Monday, October 10, 2022

Benefits of Cassava for Health and How to Process

In addition to rice, cassava is a staple food that is widely consumed by the people of Indonesia.

Besides being delicious, it turns out that there are several health benefits of cassava. To find out what these benefits are, let's look at the following reviews.

Cassava is a staple food for most of the world's population, especially those living in tropical areas, such as South America, Africa, and Asia, including Indonesia. In Indonesia itself, cassava is processed into various dishes, ranging from fried, steamed or boiled cassava, to getuk.
a. 38 - 40 grams of Carbohydrates.
b. 1 - 1.2 grams of protein.
c. 1 -2 grams of Fiber.
d. 300 milligrams of potassium
e. 20 milligrams of calcium
f. 25 - 30 micrograms of folate
g. 20 - 30 milligrams of vitamin C

Cassava also contains zinc, magnesium, selenium, phosphorus, vitamin A, vitamin B, and various types of antioxidants, such as polyphenols and flavonoids.

What are the Benefits of Cassava for Health?
Because of its diverse nutritional content, cassava is considered to have health benefits, such as:

Increase energy
Cassava contains high enough calories. In 100 grams of cassava, contained 110-150 calories. This number of calories is higher than the calories in other types of tubers, such as potatoes and sweet potatoes. Therefore, you can get extra energy to carry out daily activities if you eat cassava.

Here are sources of fiber and complex carbohydrates
In addition to calories, cassava is also rich in complex carbohydrates and fiber. Both of these nutrients function to maintain a healthy digestive tract, reduce inflammation, and control blood sugar levels. When blood sugar levels are not controlled, the risk of developing type 2 diabetes will also be lower.

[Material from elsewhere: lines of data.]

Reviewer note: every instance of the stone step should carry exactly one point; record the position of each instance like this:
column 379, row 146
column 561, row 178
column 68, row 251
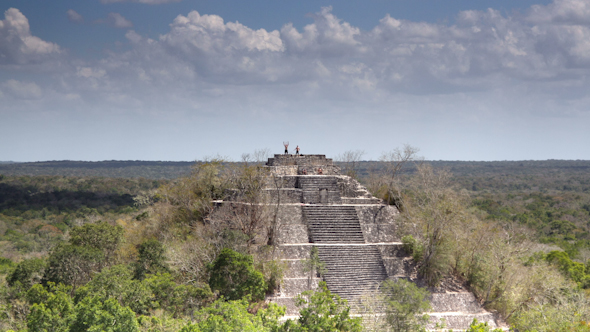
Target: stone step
column 352, row 271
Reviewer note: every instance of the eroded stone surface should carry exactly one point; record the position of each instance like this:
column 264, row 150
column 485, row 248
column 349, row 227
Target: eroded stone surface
column 354, row 262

Even so, the benefits of cassava in blood sugar levels still need to be studied further.
Although there are many health benefits of cassava, you need to consume it with caution. Here are some things you need to pay attention to regarding this plant:

Cassava needs to be processed properly
Cassava contains chemicals called cyanogenic glycosides. These chemicals can release cyanide in the body. Therefore, cassava must be processed properly before eating to prevent cyanide poisoning.

Limit consumption of cassava in pregnant and lactating women
Consuming too much cassava during pregnancy and breastfeeding is also not safe. Consuming too much cassava during pregnancy is thought to increase the risk of the baby having birth defects and thyroid disorders.

Risk of lowering iodine levels
Cassava is known to reduce the amount of iodine absorbed by the body. Therefore, consuming cassava too often in large quantities has the potential to cause an iodine deficiency.

This can reduce the amount of thyroid hormone in the body. Therefore, you should not consume too much cassava, if you are suffering from thyroid disease or are undergoing thyroid hormone replacement therapy.
How to Process Cassava Correctly
When you want to eat cassava, you need to process it properly. This is important to remove harmful cyanide substances in cassava.

To be safer for consumption, cassava needs to be processed by peeling the skin first, then soaking the white part of the stem in clean water for 48-60 hours. After the soaking process is complete, continue to cook the cassava until it is completely cooked. You can fry, boil, or steam cassava for at least 25 minutes. This is to prevent cyanide poisoning from consuming raw or undercooked cassava.
Consult a nutritionist to find out the safe amount in consuming cassava. In addition to determining the dose of consumption, the doctor can also recommend other foods to complement the daily nutrients your body needs.